Your high school teacher's answer would be: Of course not! Energy is conserved. There is no such thing as "loss of energy" only transport and conversion.

More precisely, there is no such thing as "loss of energy", unless you are more specific and say "loss of energy to the open system", or "loss of kinetic energy". The latter expression is probably what you meant, i.e. "loss of kinetic energy". I wouldn't say eddies and turbulence "are" loss of kinetic energy because that's as illogical as "clouds are rain", but they are associated with such loss, which is really a conversion from kinetic to thermal energy at small scales.

I like the interpretation that "the kinetic energy is being converted to thermal energy at small scales". I should stop to use the illogical term "the energy loss".

Another question, will all the kinetic energy only be converted as heat for an unhindered free expanding jet?

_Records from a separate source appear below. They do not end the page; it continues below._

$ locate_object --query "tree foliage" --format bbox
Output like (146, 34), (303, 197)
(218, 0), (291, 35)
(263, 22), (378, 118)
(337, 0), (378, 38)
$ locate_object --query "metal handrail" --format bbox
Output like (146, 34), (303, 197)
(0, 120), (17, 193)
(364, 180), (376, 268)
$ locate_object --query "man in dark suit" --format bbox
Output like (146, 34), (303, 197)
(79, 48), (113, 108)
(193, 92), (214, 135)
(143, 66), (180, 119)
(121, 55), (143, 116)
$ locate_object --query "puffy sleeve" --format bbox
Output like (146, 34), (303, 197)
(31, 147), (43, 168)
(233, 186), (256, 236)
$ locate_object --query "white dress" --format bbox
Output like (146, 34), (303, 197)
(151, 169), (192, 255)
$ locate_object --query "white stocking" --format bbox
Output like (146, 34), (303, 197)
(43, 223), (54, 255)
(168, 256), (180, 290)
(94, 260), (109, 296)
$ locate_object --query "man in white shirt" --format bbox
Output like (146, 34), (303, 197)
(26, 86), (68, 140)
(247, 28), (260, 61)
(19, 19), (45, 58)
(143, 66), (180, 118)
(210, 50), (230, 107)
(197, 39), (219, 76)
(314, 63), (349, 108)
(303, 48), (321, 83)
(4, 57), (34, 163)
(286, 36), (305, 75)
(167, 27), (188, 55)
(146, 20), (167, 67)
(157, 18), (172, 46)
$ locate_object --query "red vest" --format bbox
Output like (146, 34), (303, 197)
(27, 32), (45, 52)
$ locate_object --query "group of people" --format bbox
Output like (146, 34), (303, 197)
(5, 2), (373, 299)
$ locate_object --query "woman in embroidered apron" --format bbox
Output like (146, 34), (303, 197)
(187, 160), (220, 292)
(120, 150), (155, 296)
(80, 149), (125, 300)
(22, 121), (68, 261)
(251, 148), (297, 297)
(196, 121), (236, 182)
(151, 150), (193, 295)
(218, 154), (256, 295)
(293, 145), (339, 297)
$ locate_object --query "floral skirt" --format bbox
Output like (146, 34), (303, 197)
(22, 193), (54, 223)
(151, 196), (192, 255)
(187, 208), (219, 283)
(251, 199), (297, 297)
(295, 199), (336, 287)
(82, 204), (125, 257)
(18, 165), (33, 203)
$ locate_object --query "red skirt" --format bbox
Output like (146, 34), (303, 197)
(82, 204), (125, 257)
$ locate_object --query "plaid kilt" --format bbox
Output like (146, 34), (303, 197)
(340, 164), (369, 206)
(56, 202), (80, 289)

Well, there is an easy answer to that question, but I don't know if it's of any significance to you: All energy is eventually converted to heat. I learned the term "heat death of the universe" in high school, as an expression that all the irreversible physical processes lead to ever increasing entropy and decreasing ordered (kinetic and potential) energy. The same will hold for your jet. Kinetic and potential energy is transferred from large scale motion to small scales (all the way through the cascade of turbulent eddies) and eventually converted to heat below the Kolmogorov scale. If you're looking at your jet running continuously in a finite size domain (open system), you'll inject kinetic and thermal energy to the domain at one boundary (jet) and your system will loose just as much energy (more thermal, less kinetic) through all the other boundaries. Depending on the size of your domain, you may not witness all conversion processes, i.e. the exit boundaries may be close enough to still see some kinetic energy passing through. But eventually even that will become heat.